4. Grâce à son action contentieuse, M. A a obtenu du tribunal administratif de Lille l'annulation de l'arrêté qu'il contestait et l'Office français de l'immigration et de l'intégration a eu, dans cette instance, la qualité de partie perdante. Dans les circonstances de l'espèce, M. B est fondé à soutenir que c'est à tort que, par le jugement attaqué, le tribunal administratif de Lille a rejeté les conclusions de la demande de M. A tendant à ce qu'une somme lui soit allouée au titre des frais exposés et non compris dans les dépens. Dès lors, sous réserve que Me B avocat de M. A, renonce à percevoir la somme correspondant à la part contributive de l'Etat à l'aide juridictionnelle, il y a lieu de mettre à la charge de l'Office français de l'immigration et de l'intégration, au titre de la procédure de première instance, le versement à Me B de la somme de 900 euros sur le fondement des dispositions combinées des articles L. 761-1 du code de justice administrative et 37 de la loi du 10 juillet 1991.

DÉCIDE :

Article 1er : L'article 3 du jugement n° 1910539 du 15 mars 2022 du tribunal administratif de Lille est annulé.

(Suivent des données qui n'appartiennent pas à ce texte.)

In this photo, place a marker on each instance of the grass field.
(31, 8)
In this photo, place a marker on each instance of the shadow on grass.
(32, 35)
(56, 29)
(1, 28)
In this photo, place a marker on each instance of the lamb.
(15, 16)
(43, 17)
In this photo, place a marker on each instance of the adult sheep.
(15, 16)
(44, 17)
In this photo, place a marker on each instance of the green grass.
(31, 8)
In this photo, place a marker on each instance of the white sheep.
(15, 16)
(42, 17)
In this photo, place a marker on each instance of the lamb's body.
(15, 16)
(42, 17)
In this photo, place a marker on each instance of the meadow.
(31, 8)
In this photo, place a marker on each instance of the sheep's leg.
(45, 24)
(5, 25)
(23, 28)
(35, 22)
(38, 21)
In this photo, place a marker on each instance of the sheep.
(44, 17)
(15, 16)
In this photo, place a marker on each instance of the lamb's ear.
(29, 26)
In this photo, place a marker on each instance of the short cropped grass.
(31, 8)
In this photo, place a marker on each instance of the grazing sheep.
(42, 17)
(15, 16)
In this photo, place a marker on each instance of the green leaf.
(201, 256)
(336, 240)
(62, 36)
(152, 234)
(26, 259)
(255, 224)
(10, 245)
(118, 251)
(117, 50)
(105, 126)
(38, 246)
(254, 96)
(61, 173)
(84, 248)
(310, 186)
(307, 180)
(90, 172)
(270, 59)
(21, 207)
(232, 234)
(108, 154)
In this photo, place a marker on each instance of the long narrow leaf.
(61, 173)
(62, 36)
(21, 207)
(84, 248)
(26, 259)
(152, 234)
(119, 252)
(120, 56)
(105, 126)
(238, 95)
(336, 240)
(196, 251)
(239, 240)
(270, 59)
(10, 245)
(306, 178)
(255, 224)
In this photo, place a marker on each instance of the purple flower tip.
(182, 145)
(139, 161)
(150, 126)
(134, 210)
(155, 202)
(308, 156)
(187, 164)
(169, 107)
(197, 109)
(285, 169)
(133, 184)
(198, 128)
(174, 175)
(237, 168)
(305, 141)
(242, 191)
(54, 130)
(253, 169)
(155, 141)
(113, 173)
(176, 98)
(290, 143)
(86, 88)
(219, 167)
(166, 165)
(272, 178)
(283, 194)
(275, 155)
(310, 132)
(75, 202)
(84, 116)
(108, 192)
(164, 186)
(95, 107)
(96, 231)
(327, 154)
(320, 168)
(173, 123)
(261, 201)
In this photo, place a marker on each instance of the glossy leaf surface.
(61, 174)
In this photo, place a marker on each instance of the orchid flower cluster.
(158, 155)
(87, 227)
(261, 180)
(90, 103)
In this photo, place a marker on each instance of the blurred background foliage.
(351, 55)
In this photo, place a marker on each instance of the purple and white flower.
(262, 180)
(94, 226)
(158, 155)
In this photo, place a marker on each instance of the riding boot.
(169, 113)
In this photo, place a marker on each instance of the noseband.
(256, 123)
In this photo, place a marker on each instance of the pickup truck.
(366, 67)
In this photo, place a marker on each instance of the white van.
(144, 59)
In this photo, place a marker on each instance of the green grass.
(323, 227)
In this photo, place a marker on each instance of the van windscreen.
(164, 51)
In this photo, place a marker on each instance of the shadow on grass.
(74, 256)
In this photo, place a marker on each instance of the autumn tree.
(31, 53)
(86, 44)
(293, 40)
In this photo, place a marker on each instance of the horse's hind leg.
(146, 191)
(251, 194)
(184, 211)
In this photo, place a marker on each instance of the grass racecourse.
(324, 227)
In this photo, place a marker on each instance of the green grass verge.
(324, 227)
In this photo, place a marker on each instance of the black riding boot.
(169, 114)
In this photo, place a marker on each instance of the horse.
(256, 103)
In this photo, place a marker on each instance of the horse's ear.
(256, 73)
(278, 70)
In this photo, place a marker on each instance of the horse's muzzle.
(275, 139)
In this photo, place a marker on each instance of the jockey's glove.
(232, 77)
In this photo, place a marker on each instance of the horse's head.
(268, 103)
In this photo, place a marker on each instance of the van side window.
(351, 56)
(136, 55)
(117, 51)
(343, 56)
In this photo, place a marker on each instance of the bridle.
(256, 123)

Article 2 : L'Office français de l'immigration et de l'intégration versera la somme de 900 euros à M. B en application des dispositions combinées des articles L. 761-1 du code de justice administrative et 37 de la loi du 10 juillet 1991, sous réserve que M. B renonce à percevoir la somme correspondant à la part contributive de l'Etat à l'aide juridictionnelle au titre de l'instance n° 1910539 devant le tribunal administratif de Lille.

Article 3 : Le présent arrêt sera notifié à M. D B et à l'Office français de l'immigration et de l'intégration.

Délibéré après l'audience publique du 23 mai 2023 à laquelle siégeaient :

- Mme Ghislaine Borot, présidente de chambre,

- M. Marc Lavail Dellaporta, président-assesseur,

- M. Frédéric Malfoy, premier conseiller.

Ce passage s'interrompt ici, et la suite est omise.